The walls of the church are built of hand-made bricks and are more than a foot thick. That sounds like they should be indestructible, but a few years ago, those walls were discovered to be crumbling, the old mortar reduced to sand. Settling over the years meant that some of the stained glass windows were cracked. Moisture retention caused the plaster walls to begin peel. And the roof needed replacing.
After more than 150 years, it was time for the building to be extensively renovated.
Members rallied behind a $4.2 million capital improvement project that re-pointed the bricks with the right kind of mortar, painstakingly restored, repaired and cleaned each window, and clad the roof in copper – a move that will protect it for the next 200 years and that won a $432, 216 matching grant from the National Park Service's Save America's Treasures program.
"People have asked me how we could justify spending that much money on the building, rather than giving it directly to missions, " Anderson said. "But we do both. This building, and our stewardship of this building, is a sign that we are in this community for the long run. We give a quarter of our offerings for missions both here and around the world, and we're committed to being here another 160 years. We are going to inspire people on this block and be a resource for the community."
The church complex sits at the center of direct mission. One of its buildings has been donated for the use of The Vine, a pastoral counseling center that offers free and sliding-scale counseling.

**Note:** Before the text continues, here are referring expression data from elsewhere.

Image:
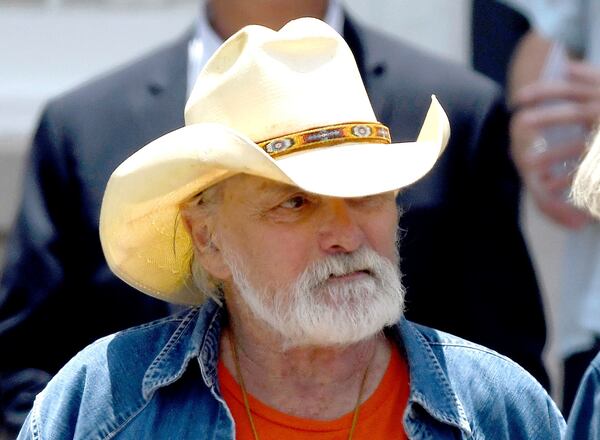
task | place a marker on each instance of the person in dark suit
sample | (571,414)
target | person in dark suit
(460,222)
(496,29)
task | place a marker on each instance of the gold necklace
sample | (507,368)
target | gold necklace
(238,371)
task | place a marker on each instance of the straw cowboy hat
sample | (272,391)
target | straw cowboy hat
(288,106)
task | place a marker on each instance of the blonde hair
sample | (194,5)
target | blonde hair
(585,191)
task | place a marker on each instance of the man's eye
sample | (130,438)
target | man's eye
(294,202)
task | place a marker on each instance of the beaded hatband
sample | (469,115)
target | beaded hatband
(327,136)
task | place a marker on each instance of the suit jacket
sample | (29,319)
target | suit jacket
(463,257)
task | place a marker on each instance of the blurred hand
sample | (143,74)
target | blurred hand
(548,170)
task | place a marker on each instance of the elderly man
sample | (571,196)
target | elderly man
(274,211)
(460,222)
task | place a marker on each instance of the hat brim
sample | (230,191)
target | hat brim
(145,243)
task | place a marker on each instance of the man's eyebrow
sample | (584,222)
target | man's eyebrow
(279,189)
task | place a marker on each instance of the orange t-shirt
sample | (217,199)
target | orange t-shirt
(380,415)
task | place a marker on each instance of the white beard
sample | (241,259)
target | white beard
(318,311)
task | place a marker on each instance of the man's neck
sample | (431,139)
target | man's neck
(308,382)
(229,16)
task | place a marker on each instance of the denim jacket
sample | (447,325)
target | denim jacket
(584,419)
(159,381)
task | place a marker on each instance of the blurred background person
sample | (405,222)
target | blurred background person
(461,221)
(496,28)
(554,87)
(584,418)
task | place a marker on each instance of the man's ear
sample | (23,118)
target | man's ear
(208,253)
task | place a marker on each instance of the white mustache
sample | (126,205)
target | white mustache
(363,260)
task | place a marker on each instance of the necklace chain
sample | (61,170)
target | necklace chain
(236,361)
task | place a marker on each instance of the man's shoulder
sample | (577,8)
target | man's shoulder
(105,383)
(462,355)
(494,392)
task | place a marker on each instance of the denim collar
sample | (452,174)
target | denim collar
(429,385)
(197,336)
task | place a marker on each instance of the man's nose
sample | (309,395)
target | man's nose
(339,229)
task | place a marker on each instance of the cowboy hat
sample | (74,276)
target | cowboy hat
(288,106)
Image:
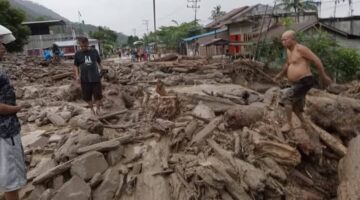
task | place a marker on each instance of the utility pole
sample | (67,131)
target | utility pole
(351,10)
(336,2)
(154,7)
(146,23)
(194,5)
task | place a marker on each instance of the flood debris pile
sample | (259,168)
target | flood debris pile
(179,129)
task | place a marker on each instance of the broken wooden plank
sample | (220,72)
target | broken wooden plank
(101,147)
(207,130)
(253,177)
(349,174)
(119,126)
(106,116)
(237,144)
(61,76)
(329,140)
(52,173)
(124,139)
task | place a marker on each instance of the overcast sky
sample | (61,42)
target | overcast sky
(127,15)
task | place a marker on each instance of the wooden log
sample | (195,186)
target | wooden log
(235,189)
(237,144)
(349,174)
(253,177)
(241,116)
(207,130)
(118,126)
(61,76)
(190,129)
(106,116)
(281,153)
(101,147)
(329,140)
(52,173)
(124,139)
(335,112)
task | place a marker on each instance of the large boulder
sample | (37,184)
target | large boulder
(89,164)
(88,123)
(108,187)
(75,189)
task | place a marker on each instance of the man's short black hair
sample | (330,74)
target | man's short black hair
(83,40)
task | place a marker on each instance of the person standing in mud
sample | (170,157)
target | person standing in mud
(12,159)
(87,63)
(297,69)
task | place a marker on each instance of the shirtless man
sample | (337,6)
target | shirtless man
(297,68)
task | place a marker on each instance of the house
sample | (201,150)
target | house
(343,38)
(201,44)
(41,36)
(255,20)
(70,47)
(240,26)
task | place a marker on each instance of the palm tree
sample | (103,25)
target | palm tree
(298,6)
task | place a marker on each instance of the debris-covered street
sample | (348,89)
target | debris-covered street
(180,100)
(181,129)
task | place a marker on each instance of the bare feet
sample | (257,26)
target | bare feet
(98,112)
(286,128)
(93,111)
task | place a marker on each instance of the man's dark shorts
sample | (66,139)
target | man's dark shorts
(295,95)
(90,90)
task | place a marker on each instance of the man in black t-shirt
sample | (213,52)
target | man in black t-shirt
(87,63)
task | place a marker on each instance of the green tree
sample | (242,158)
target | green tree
(131,40)
(12,19)
(298,6)
(107,38)
(216,13)
(343,64)
(172,36)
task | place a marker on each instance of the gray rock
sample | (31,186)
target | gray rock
(96,180)
(204,111)
(56,119)
(47,195)
(87,165)
(73,143)
(44,165)
(107,189)
(88,123)
(55,138)
(58,182)
(115,156)
(75,189)
(37,192)
(66,115)
(32,137)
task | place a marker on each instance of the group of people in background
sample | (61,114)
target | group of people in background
(136,54)
(53,54)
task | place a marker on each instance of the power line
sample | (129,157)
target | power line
(194,5)
(146,23)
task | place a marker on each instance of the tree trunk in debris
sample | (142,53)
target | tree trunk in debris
(349,173)
(337,113)
(241,116)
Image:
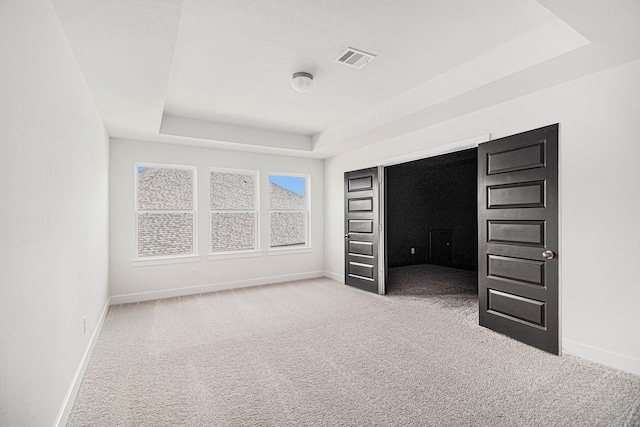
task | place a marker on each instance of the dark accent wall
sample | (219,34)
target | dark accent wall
(438,194)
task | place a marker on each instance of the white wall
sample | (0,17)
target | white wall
(53,214)
(600,200)
(146,282)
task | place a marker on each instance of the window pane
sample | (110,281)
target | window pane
(165,234)
(232,190)
(165,189)
(287,192)
(232,231)
(288,228)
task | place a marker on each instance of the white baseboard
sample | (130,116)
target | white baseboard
(194,290)
(606,357)
(72,392)
(334,276)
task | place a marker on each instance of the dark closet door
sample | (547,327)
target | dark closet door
(361,229)
(518,237)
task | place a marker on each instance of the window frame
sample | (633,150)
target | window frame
(237,253)
(300,248)
(173,258)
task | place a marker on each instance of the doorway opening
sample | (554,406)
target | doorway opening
(431,229)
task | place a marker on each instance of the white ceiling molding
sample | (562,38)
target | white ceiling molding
(218,74)
(202,129)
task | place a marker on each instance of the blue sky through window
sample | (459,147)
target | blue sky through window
(291,183)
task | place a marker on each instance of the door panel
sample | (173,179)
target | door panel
(517,222)
(361,229)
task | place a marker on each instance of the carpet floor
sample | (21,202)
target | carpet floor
(319,353)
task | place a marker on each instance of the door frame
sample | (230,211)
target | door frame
(446,149)
(408,157)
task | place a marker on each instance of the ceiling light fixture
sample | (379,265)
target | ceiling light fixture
(302,81)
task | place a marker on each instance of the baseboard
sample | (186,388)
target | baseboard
(69,399)
(606,357)
(334,276)
(194,290)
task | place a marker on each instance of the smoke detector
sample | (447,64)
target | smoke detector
(355,58)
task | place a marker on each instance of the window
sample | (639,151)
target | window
(234,212)
(289,210)
(165,211)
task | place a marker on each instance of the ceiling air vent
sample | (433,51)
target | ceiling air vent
(355,58)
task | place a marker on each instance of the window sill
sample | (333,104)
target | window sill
(142,262)
(290,251)
(233,255)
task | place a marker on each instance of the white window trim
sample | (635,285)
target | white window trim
(238,253)
(137,261)
(302,248)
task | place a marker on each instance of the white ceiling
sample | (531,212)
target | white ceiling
(217,73)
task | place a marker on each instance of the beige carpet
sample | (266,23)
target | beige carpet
(319,353)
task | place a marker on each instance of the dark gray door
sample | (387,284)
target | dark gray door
(518,236)
(361,229)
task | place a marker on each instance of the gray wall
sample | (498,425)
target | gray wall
(424,195)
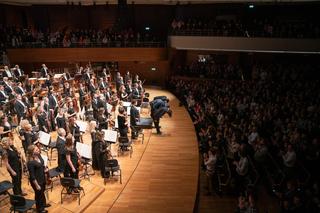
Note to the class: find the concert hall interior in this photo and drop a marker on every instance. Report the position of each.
(159, 106)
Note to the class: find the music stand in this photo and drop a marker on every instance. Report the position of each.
(84, 151)
(22, 78)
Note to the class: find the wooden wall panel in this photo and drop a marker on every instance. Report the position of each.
(86, 54)
(143, 69)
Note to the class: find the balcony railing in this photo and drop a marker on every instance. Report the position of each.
(110, 44)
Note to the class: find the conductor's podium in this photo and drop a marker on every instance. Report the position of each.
(145, 123)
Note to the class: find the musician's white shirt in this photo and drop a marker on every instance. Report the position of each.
(8, 73)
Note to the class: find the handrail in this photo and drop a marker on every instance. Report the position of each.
(278, 170)
(228, 170)
(117, 44)
(308, 175)
(257, 175)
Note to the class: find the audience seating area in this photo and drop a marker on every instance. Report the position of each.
(272, 120)
(256, 27)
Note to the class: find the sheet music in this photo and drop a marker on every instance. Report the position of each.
(82, 125)
(109, 108)
(128, 110)
(116, 124)
(126, 104)
(84, 150)
(45, 160)
(44, 138)
(110, 135)
(57, 75)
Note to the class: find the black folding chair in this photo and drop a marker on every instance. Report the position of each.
(68, 188)
(20, 204)
(125, 145)
(112, 167)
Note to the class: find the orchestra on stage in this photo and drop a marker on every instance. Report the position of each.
(33, 106)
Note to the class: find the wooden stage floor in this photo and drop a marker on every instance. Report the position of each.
(161, 176)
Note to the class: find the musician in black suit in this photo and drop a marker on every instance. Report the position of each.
(18, 72)
(74, 129)
(7, 86)
(20, 108)
(92, 87)
(107, 94)
(103, 74)
(128, 87)
(134, 118)
(3, 96)
(61, 120)
(12, 161)
(37, 177)
(119, 80)
(61, 141)
(102, 84)
(53, 107)
(159, 107)
(7, 73)
(42, 117)
(122, 122)
(95, 106)
(82, 93)
(127, 77)
(135, 92)
(44, 71)
(86, 76)
(19, 89)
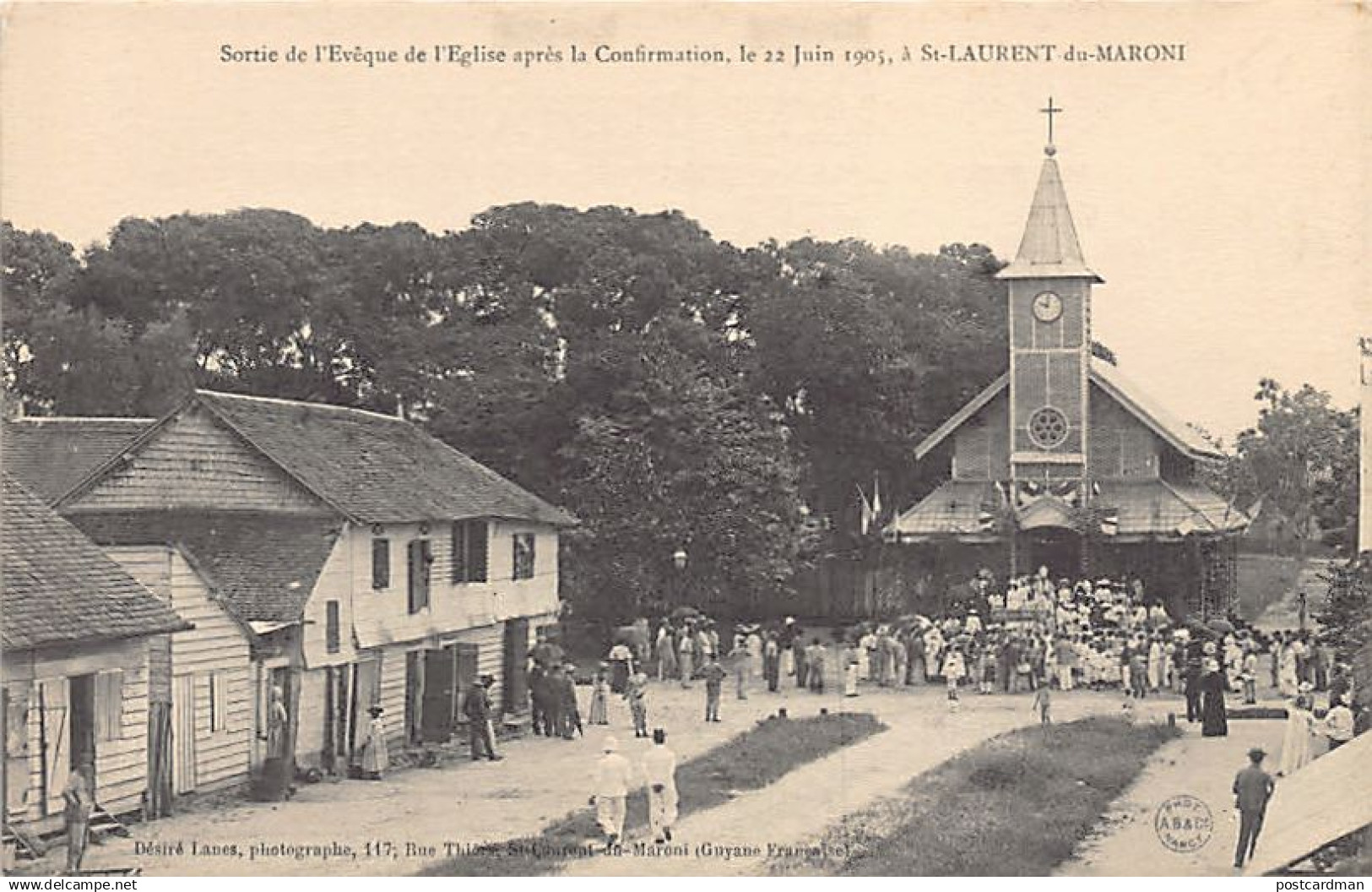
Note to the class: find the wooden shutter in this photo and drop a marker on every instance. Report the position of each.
(109, 705)
(419, 575)
(522, 562)
(460, 551)
(478, 548)
(219, 701)
(380, 563)
(331, 626)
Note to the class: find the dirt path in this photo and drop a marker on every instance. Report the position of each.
(1128, 843)
(412, 814)
(1284, 614)
(735, 839)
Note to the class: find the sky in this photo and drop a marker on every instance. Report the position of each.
(1225, 199)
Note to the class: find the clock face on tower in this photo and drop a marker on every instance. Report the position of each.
(1047, 307)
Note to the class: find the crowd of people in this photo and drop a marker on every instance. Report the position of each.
(1035, 634)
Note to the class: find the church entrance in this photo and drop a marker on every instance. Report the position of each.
(1055, 548)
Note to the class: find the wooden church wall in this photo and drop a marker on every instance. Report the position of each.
(1120, 445)
(981, 446)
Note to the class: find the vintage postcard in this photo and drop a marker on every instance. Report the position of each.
(686, 439)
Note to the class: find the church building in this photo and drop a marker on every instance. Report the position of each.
(1060, 461)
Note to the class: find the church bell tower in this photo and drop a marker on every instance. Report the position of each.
(1049, 340)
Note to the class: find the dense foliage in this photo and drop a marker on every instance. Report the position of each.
(671, 390)
(1299, 464)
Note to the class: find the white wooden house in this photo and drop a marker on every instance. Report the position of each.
(74, 672)
(372, 562)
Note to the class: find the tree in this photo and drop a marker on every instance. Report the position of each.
(866, 351)
(1346, 621)
(681, 459)
(1301, 459)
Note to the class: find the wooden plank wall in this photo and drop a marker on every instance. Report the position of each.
(121, 764)
(215, 647)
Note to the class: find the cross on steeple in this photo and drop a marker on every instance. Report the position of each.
(1049, 112)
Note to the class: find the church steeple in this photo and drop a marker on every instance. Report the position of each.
(1049, 338)
(1049, 246)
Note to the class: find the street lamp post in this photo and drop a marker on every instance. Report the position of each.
(678, 578)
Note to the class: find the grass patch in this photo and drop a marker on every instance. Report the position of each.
(1014, 806)
(1264, 579)
(753, 759)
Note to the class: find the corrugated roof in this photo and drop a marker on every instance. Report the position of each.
(954, 511)
(1148, 411)
(1049, 246)
(261, 567)
(372, 467)
(1178, 434)
(50, 456)
(57, 586)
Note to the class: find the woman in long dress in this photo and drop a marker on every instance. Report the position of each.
(1295, 742)
(1213, 718)
(375, 758)
(599, 712)
(851, 670)
(1288, 681)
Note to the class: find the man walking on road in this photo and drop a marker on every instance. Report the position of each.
(660, 775)
(614, 777)
(1251, 791)
(478, 710)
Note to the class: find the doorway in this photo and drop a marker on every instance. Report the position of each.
(182, 733)
(1055, 548)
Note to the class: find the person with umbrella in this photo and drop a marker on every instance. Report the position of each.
(375, 758)
(1213, 716)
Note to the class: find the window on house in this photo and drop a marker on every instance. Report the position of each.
(469, 538)
(380, 563)
(420, 559)
(109, 705)
(331, 626)
(219, 701)
(523, 556)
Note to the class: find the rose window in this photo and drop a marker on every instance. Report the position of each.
(1047, 427)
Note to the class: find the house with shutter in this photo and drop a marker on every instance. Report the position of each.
(76, 676)
(202, 731)
(371, 563)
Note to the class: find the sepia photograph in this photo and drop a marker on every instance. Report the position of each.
(686, 439)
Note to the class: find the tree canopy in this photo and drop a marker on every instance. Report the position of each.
(670, 389)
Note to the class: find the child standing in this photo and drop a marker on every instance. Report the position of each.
(1043, 703)
(713, 683)
(637, 698)
(599, 696)
(954, 669)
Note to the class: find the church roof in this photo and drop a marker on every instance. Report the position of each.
(1049, 244)
(50, 456)
(1108, 378)
(1143, 509)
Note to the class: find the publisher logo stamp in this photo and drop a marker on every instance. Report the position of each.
(1185, 824)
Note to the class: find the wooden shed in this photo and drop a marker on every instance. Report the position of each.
(76, 672)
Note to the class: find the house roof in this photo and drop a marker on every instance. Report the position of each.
(57, 586)
(50, 456)
(369, 467)
(1174, 432)
(1049, 244)
(261, 567)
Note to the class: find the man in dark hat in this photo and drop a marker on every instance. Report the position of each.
(478, 710)
(1251, 791)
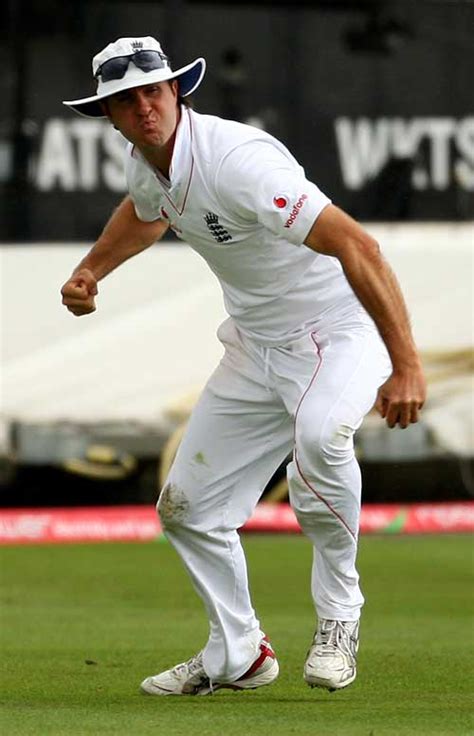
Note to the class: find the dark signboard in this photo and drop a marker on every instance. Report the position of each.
(377, 106)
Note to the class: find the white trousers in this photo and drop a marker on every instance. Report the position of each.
(309, 396)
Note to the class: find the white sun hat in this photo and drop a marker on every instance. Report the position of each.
(133, 62)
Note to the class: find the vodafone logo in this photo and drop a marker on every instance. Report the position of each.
(280, 201)
(296, 210)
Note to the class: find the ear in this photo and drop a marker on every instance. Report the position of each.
(175, 87)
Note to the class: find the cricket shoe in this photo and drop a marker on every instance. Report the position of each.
(331, 660)
(190, 678)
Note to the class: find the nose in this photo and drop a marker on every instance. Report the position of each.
(142, 103)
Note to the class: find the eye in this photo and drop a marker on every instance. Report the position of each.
(123, 97)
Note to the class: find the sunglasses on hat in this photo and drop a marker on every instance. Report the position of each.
(116, 68)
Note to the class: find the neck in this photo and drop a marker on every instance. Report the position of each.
(160, 156)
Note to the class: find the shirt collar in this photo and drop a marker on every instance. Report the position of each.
(182, 163)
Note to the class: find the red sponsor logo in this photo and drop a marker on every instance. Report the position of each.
(280, 201)
(296, 210)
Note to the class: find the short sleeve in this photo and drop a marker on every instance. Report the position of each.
(138, 185)
(260, 180)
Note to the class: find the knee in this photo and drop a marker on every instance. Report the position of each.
(173, 506)
(333, 444)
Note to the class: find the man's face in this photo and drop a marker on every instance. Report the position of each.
(147, 115)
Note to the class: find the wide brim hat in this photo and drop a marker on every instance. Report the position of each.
(189, 77)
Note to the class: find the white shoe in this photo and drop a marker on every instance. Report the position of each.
(189, 678)
(331, 660)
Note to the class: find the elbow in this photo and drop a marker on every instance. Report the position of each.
(369, 249)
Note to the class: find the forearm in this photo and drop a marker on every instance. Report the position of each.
(378, 290)
(124, 236)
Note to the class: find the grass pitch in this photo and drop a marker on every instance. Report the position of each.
(82, 625)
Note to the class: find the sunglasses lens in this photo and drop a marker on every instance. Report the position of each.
(148, 60)
(144, 60)
(113, 68)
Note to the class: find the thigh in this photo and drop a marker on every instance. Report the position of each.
(333, 383)
(238, 434)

The adult literacy program started by the church in that space has outgrown it and, while still supported by the church with both donations and volunteers, now meets at the county library. The parking lot across Greene Street comes alive each Thursday afternoon with one of the area's founding local farmer's markets.
The congregation opens the sanctuary for a free music series every year. The fellowship hall is offered to community groups, like the recent Poverty Simulation Game run by Alabama Possible for Leadership Alabama and to the congregation of nearby Temple B'nai Sholom for their congregational Passover Seder.
"We want ministry to be on site, " Anderson said. "We want people to know God's love and our welcoming of them through this structure. We want them to get the sense that they are being invited into something transcendent – into the presence of God's transcendence, magnificence and over-arching love."